I think the first question is "should I even bother trying to adapt the materials / google mini to work in this scenario?" and if so, "which approach is best?"

Earls

Posted 2011-06-16T17:35:57.553

Reputation: 218

Answers

0

My solution was to split the PDFs into individual pages. This works for me because I'm searching and serving reference materials, for example, a Dictionary.

If the user wants to know the definition of "apple" then searching apple will return the single PDF page the word and definition of apple appear on. That's all the user wants to know.

This wouldn't work so well if the paragraph spanned multiple pages - though as long as you keep your PDFs under 2.5MB, you can "package" any number of pages into a single PDF.

Earls

Posted 2011-06-16T17:35:57.553

Reputation: 218

1

I would probably stay away from the google mini approach to this and look into getting some content management software online. I'm personally fond of the Alfresco community edition. It might be a little too high end for your application though.

ErnieTheGeek

Posted 2011-06-16T17:35:57.553

Reputation: 429

0

Not sure if this answer helps you. But here it goes:

Acrobat Pro as well as Acrobat Reader (even on Linux) do offer some "PDF open commandline parameters". These control how exactly the document is opened (which page, which zoom level, etc).

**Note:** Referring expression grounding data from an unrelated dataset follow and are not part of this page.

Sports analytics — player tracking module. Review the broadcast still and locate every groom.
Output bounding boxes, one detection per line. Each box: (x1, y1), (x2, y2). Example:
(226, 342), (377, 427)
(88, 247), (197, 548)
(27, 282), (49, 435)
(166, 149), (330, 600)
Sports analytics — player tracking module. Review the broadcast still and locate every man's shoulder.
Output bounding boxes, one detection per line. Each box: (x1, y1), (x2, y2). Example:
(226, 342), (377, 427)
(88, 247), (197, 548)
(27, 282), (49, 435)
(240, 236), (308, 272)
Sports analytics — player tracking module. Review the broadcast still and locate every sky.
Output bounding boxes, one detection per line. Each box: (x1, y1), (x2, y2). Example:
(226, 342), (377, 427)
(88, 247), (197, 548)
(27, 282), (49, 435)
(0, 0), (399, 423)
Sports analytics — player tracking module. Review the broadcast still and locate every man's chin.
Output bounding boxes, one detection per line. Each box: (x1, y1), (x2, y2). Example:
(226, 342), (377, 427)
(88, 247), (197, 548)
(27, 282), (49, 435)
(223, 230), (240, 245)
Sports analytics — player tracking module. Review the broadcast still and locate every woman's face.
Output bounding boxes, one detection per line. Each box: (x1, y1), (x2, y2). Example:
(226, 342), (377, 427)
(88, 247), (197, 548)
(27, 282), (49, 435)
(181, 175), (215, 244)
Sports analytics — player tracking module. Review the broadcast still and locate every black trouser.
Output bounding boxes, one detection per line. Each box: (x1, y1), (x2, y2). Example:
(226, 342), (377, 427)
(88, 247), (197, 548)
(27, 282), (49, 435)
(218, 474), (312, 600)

One of the things supported is to open a PDF with the search dialog open and the matching search words already clickable. Examples:

Acrobat and Acrobat Professional on Windows:

 acrobat.exe ^
   /a #search="superuser basketball supermodels" ^
   "d:\path\to\example.pdf"

Acrobat Reader on Windows:

 acrord32.exe ^
   /a #search="PDF computing searching" ^
   "d:\path\to\example.pdf"

Acrobat Reader on Linux:*

 acroread \
   /a #search="stackexchange football girls" \
   "/path/to/example.pdf"

On the Adobe website, search for "PDF Open Parameters" to locate the PDF manual describing all details about this functionality....

Kurt Pfeifle

Posted 2011-06-16T17:35:57.553

Reputation: 10 024